The idea is that if STRC trades below $100, the dividend payment can be increased, which should push up the price of MSTR. In the other scenario, if STRC trades above $100, the dividend amount can be decreased, which should in theory push the price down towards $100.
Dividends are typically paid each month and the dividend can be adjusted at the company’s discretion.
A key difference to treasuries being that the money raised by issuing STRC is used to buy Bitcoin. This is another attempted hack of the financial system, to buy more Bitcoin.
What seems to be the risk:
if a company has a variable coupon, where the variation is designed to keep the price of the debt stable, then if the company gets into difficulty and credit risks increase, the coupon payments will need to increase to keep the price of the debt stable. This means that as the company hits difficult times, its liabilities will increase. A downward death spiral is therefore possible, where the credit worthiness of the company goes down and down, until bankruptcy.
Why such an outcome is unlikely:
Our understanding of the above is that MSTR can, at its absolute discretion, lower the dividend rate by up to 25 bps a month, no matter what else is happening. It doesn't matter what is happening to the STRC price or on the wider market, the dividend rate can be reduced by 25 bps a month. This equates to 300 bps or 3 percentage points per annum. Therefore, based on a prevailing 10% dividend rate, it will take three years and four months to bring the rate down to zero, at the maximum allowed rate of decline. In certain scenarios the company can reduce the dividend rate even faster each month, if market interest rates in the wider economy are also in decline. So for example if the market overnight rate declines by 100 bps in a month (from the start of the month to the floor), then the STRC dividend rate could decline by 100 bps + 25 bps = 125 bps in any given month.
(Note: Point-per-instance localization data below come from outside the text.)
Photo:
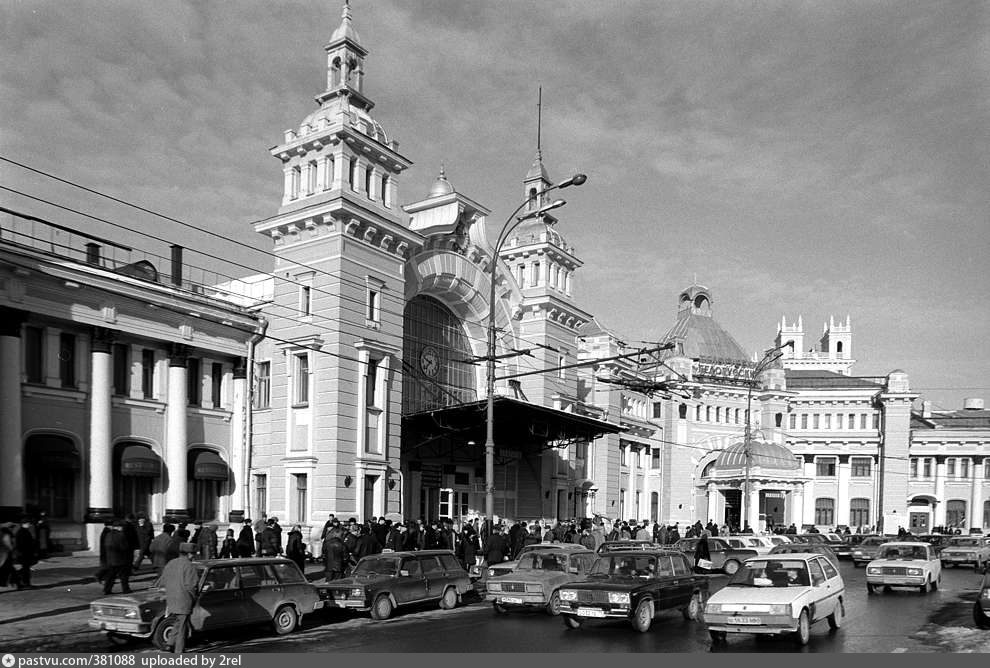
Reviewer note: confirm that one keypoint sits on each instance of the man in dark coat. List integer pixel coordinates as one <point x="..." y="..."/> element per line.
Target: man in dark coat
<point x="25" y="553"/>
<point x="119" y="559"/>
<point x="335" y="555"/>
This seems fair, if the base rate is declining then STRC should be able to adjust.
if things become challenging for MSTR, instead of selling Bitcoin, MSTR could just abandon the narrative that STRC is targeting stability.
Don't forget to brush your teeth, kids!
there is still no form of security or risk of bankruptcy and the company does not have to pay dividends to STRC holders at all, if it doesn't want to.